Back to her record in the her job as National Security Advisor, people seem to conveniently forget that the United States was attacked on Condi/Bush’s watch, not 8 days or 8 weeks but 8 months into Bush’s administration.  And Condi and her team had been forewarned that terrorists were plotting to use civilian airliners as weapons. Several documents in the public domain, one read aloud during those 9/11 Commission hearings, prove it. In fact, in the two years preceding the attacks, the North American Aerospace Defense Command held exercises simulating hijacked airlines used as weapons to cause mass civilian casualties. Chillingly, one of the imagined targets was the World Trade Center. So when Condi said that the national security apparatus – which she headed – was as surprised as anyone, she was….lying.
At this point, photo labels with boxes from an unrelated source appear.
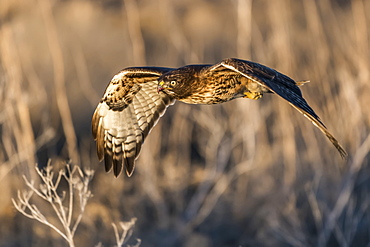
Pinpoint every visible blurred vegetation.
[0,0,370,247]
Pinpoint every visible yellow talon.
[244,92,263,100]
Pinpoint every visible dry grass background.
[0,0,370,247]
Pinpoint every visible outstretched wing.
[92,67,175,177]
[211,58,347,158]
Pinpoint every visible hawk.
[92,58,347,177]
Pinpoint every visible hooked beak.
[157,81,165,93]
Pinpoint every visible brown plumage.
[92,58,347,176]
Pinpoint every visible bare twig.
[12,162,93,246]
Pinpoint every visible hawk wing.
[92,67,175,177]
[210,58,347,158]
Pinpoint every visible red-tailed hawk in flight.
[92,58,347,177]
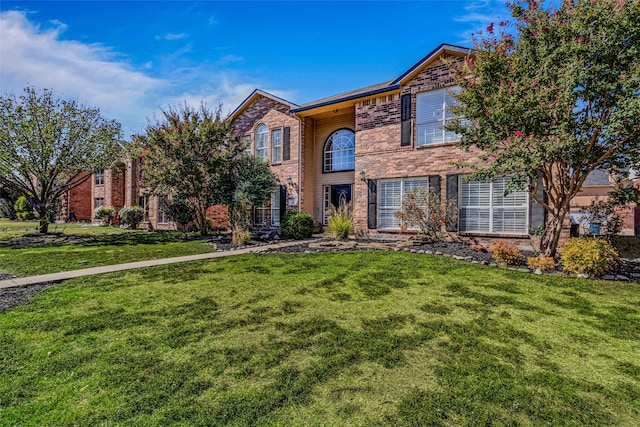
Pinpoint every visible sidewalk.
[0,240,313,289]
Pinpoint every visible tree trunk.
[540,208,568,258]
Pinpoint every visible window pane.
[324,129,356,172]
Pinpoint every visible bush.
[120,206,144,230]
[280,212,314,240]
[13,196,38,221]
[560,237,620,276]
[93,206,116,227]
[164,198,196,232]
[489,240,522,266]
[527,256,556,271]
[327,203,354,240]
[231,227,251,245]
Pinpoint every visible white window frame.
[253,202,269,225]
[270,190,280,226]
[255,127,269,160]
[93,169,104,185]
[322,128,356,172]
[271,129,282,163]
[158,195,169,224]
[458,176,529,235]
[377,176,430,230]
[416,86,460,147]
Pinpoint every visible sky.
[0,0,509,139]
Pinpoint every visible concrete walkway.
[0,240,314,289]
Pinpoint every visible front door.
[331,184,351,208]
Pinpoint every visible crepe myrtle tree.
[447,0,640,256]
[0,87,120,233]
[136,104,244,234]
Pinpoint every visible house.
[230,44,544,244]
[92,44,636,244]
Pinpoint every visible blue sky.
[0,0,508,138]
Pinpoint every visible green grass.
[0,231,214,276]
[0,252,640,426]
[0,218,144,240]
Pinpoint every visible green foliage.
[93,206,116,227]
[13,196,38,221]
[280,212,314,240]
[137,104,258,234]
[447,0,640,256]
[231,226,251,245]
[119,206,144,230]
[326,203,355,240]
[0,87,120,233]
[560,237,620,277]
[489,240,522,266]
[527,255,556,271]
[395,188,458,240]
[164,197,196,232]
[214,153,277,228]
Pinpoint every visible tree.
[215,153,276,230]
[447,0,640,256]
[140,104,273,234]
[0,87,120,233]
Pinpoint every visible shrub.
[120,206,144,230]
[560,237,620,276]
[489,240,522,265]
[13,196,38,221]
[327,203,354,240]
[164,198,196,232]
[280,212,314,240]
[231,227,251,245]
[527,256,556,271]
[93,206,116,227]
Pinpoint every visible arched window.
[324,129,356,172]
[256,124,269,160]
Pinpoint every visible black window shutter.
[429,175,442,194]
[529,178,545,230]
[400,94,411,147]
[446,174,459,231]
[367,179,378,228]
[280,185,287,219]
[282,126,291,160]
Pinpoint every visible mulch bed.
[0,236,640,313]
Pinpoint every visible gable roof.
[291,43,473,113]
[228,89,298,120]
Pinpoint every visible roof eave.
[291,85,400,113]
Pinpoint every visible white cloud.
[156,33,189,41]
[0,11,167,135]
[0,11,293,138]
[453,0,511,46]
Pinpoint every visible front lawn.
[0,231,215,276]
[0,251,640,426]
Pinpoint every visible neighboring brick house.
[231,44,544,246]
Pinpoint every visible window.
[138,196,149,221]
[378,177,429,229]
[93,169,104,185]
[241,135,251,154]
[256,125,269,160]
[416,87,460,146]
[158,196,169,224]
[458,177,529,234]
[324,129,356,172]
[253,202,269,225]
[271,129,282,163]
[271,191,280,225]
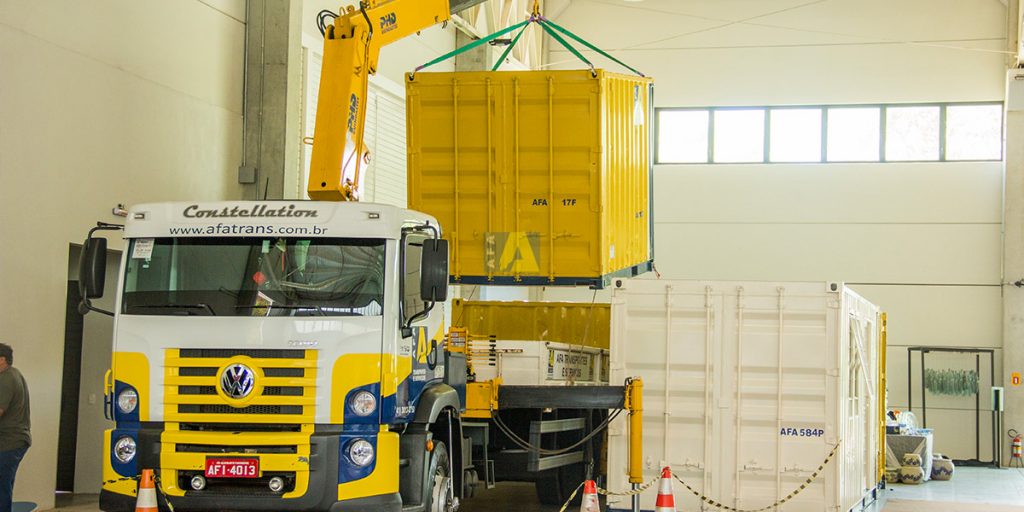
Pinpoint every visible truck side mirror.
[420,239,449,302]
[78,238,106,299]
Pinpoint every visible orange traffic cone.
[654,466,676,512]
[580,480,601,512]
[135,469,157,512]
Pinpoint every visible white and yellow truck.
[80,202,639,512]
[83,202,465,511]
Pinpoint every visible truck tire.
[426,441,459,512]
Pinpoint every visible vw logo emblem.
[220,365,255,399]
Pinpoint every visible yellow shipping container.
[407,70,653,287]
[452,299,611,350]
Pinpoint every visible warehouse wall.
[0,0,245,510]
[550,0,1007,459]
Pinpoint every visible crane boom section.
[306,0,451,201]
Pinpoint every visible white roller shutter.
[300,43,407,204]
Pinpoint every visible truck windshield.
[122,238,384,316]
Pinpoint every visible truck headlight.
[118,389,138,415]
[348,439,375,468]
[349,391,377,417]
[114,435,136,464]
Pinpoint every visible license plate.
[206,459,259,478]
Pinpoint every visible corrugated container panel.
[608,280,879,512]
[452,299,611,349]
[407,71,653,286]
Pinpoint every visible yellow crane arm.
[306,0,458,201]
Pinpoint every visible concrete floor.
[41,468,1024,512]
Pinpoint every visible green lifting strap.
[413,16,646,77]
[490,24,529,71]
[540,17,646,77]
[413,19,532,75]
[541,22,597,77]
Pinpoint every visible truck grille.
[164,348,317,425]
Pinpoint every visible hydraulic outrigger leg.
[626,377,643,512]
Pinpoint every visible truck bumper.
[99,424,401,512]
[99,490,401,512]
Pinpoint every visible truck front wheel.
[427,441,459,512]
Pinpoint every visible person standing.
[0,343,32,512]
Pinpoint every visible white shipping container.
[608,280,879,512]
[472,340,608,386]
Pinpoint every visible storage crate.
[608,280,884,512]
[407,71,653,287]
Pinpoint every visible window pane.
[657,111,709,164]
[827,108,882,162]
[715,110,765,163]
[886,106,939,162]
[769,109,821,162]
[946,104,1002,160]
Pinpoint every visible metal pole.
[626,378,643,512]
[974,353,981,463]
[921,350,928,428]
[906,348,913,413]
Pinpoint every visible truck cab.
[88,201,466,512]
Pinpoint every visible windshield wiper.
[128,302,217,316]
[234,304,327,316]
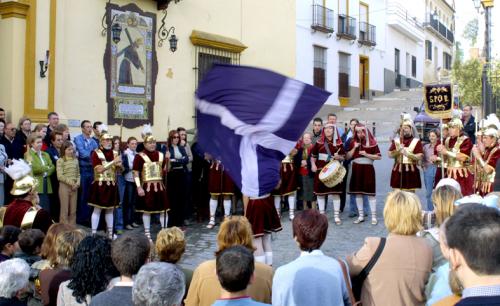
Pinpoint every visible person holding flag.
[132,124,170,239]
[205,154,235,229]
[196,64,332,264]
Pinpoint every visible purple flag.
[196,65,331,197]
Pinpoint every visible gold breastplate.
[139,152,163,183]
[445,136,469,168]
[394,138,418,165]
[94,149,118,185]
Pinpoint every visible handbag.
[351,237,386,301]
[337,258,361,306]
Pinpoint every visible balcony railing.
[311,4,333,33]
[396,73,402,88]
[446,29,455,43]
[358,22,377,46]
[425,14,455,44]
[337,14,356,40]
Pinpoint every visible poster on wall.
[104,3,158,128]
[424,83,453,119]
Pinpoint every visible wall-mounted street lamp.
[38,50,50,78]
[158,9,177,52]
[432,10,439,21]
[111,23,122,44]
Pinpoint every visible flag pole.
[439,118,444,179]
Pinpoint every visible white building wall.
[296,0,385,103]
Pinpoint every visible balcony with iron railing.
[424,14,455,44]
[337,14,356,40]
[386,0,425,42]
[358,22,377,47]
[311,4,333,33]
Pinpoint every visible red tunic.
[434,140,448,188]
[347,141,380,196]
[272,163,298,196]
[389,137,424,190]
[88,149,119,209]
[3,199,52,233]
[444,136,474,196]
[476,145,500,197]
[311,139,345,195]
[245,196,282,237]
[132,150,169,213]
[208,161,236,196]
As to her legendary steadfastness in the face of criticism, that steadfastness continues in the face of decisions that have been proven disastrous or whose asserted rationale has been proven untrue. Here, one recalls Emerson: "A foolish consistency is the hobgoblin of little minds." Interestingly, Rice has been "flexible" when her position made consistency, er, difficult and uncomfortable. As George Will also pointed out in 2004, in 2000 Rice questioned the use of U.S. military forces in peacekeeping operations, saying "Carrying out civil administration and police functions is simply going to degrade the American capability to do the things America has to do…we don’t need the 82d Airborne escorting kids to kindergarten." Yet the vast majority of what our military is doing in Iraq is "nation-building" and "civil administration." This is but one example of her striking about-faces…such as her sea change since 1999 when called upon to tutor then-Governor Bush in foreign affairs, and she said "I would expect the United State to probably intervene less. I think there has been a somewhat promiscuous use of power in the Cold War era."

Now I remember why I preferred Bush to Gore on foreign policy in 2000. Less interventionist. More humble. Ha ha ha ha ha sniffle.